Na Bahia, o Consórcio Intermunicipal da Mata Atlântica (CIMA), composto por 12 municípios do sul do estado inseridos no bioma, é conveniado ao Programa Estadual de Gestão Ambiental Compartilhada (GAC), que visa ampliar a capacidade das prefeituras para a gestão ambiental. Técnicos do GAC assessoram os municípios em atividades de licenciamento (incluindo autorização para agricultura e pecuária) e fiscalização — de desmatamentos e queimadas, por exemplo —, ambas de responsabilidade municipal. O suporte inclui ainda elaboração de pareceres e relatórios, capacitação de equipes e apoio na otimização de processos.
— Um dos problemas é a existência de lixões próximos a nascentes de rios.
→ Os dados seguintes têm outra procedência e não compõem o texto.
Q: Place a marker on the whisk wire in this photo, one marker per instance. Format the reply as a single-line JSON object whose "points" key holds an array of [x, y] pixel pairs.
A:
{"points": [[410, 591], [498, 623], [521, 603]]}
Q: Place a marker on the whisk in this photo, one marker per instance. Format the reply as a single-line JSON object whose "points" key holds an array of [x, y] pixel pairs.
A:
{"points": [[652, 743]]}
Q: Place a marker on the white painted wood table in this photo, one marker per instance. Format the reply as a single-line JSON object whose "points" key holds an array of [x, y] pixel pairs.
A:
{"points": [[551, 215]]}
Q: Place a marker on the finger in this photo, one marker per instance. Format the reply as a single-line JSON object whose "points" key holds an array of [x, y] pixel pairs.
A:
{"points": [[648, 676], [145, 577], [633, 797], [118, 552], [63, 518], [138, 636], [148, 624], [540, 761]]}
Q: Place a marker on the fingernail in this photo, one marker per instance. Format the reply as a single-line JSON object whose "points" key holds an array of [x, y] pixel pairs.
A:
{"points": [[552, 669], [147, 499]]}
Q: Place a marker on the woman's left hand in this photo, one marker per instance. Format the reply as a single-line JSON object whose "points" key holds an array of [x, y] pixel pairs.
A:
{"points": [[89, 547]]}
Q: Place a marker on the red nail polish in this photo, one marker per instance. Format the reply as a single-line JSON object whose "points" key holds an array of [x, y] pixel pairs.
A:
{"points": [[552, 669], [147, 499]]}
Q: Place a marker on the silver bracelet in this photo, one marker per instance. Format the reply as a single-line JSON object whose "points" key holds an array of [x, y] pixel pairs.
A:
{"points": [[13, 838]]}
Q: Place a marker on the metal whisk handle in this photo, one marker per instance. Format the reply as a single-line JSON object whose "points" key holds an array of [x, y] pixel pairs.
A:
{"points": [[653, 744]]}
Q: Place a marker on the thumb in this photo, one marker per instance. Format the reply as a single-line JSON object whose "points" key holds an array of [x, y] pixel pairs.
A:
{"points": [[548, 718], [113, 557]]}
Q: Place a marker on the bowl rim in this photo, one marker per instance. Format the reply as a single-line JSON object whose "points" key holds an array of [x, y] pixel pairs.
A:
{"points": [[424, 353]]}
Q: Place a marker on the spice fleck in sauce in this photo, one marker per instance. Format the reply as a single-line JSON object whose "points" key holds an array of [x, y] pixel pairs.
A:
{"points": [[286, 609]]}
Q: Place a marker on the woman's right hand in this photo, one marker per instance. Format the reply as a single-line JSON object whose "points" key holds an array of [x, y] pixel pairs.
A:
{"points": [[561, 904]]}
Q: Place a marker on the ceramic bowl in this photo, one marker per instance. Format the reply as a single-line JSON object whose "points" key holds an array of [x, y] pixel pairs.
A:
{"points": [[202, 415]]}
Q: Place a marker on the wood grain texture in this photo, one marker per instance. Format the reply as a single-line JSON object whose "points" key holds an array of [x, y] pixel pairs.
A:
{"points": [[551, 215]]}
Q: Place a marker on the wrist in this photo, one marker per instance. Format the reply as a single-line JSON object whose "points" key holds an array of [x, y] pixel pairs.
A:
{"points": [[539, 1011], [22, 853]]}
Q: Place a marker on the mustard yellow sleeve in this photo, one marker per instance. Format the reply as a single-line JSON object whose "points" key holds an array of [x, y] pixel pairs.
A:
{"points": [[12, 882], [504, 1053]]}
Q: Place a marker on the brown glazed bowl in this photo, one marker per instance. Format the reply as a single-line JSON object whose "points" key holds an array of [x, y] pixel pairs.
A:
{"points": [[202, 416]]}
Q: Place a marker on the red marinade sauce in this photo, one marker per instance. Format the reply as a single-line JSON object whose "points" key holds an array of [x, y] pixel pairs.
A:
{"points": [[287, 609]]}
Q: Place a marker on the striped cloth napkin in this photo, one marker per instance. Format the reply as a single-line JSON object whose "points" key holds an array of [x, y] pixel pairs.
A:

Para resguardar a água de contaminação, auxiliamos as prefeituras na gestão de resíduos sólidos, e algumas já estão fazendo o descarte em aterros sanitários. A meta é implantar isso em todos os municípios do consórcio — diz Lucélia Berbert, agrônoma do programa.
Conhecimento de políticas
De acordo com o presidente da CNM, Paulo Ziulkoski, a governança multinível, caracterizada pela interação entre diferentes esferas de poder, é crucial para a obtenção de resultados mais efetivos:
— O poder municipal é quem melhor conhece o território onde essas políticas serão implementadas e entende de forma prática as particularidades locais.
Um estudo da CNM em todo o Brasil, entre dezembro de 2023 e janeiro de 2024, revelou que apenas dois em cada dez gestores municipais consideram seus municípios preparados para eventos climáticos extremos. Mais de 90% dos que relatam não estar preparados afirmam que o motivo é a falta de recursos financeiros. Além disso, menos de 50% receberam alguma capacitação sobre mudanças climáticas.
No sul de Minas Gerais, seis municípios formalizaram, em 2024, o Consórcio Ambiental Altos da Mantiqueira, para tratar de questões relacionadas ao meio ambiente. A proposta é promover a cooperação para facilitar soluções — como realizar licitações via consórcio, evitando que cada prefeitura abra um processo — e o intercâmbio de experiências.
O consórcio se prepara para elaborar projetos e captar recursos que viabilizem a implementação deles.
— Optamos por trabalhar a pauta de maneira exclusiva. Se municípios pequenos não se unirem, tudo se torna mais difícil — frisa o presidente Paulo Henrique Pinto Monteiro (PODE), que também é prefeito de Itanhandu, um dos municípios consorciados.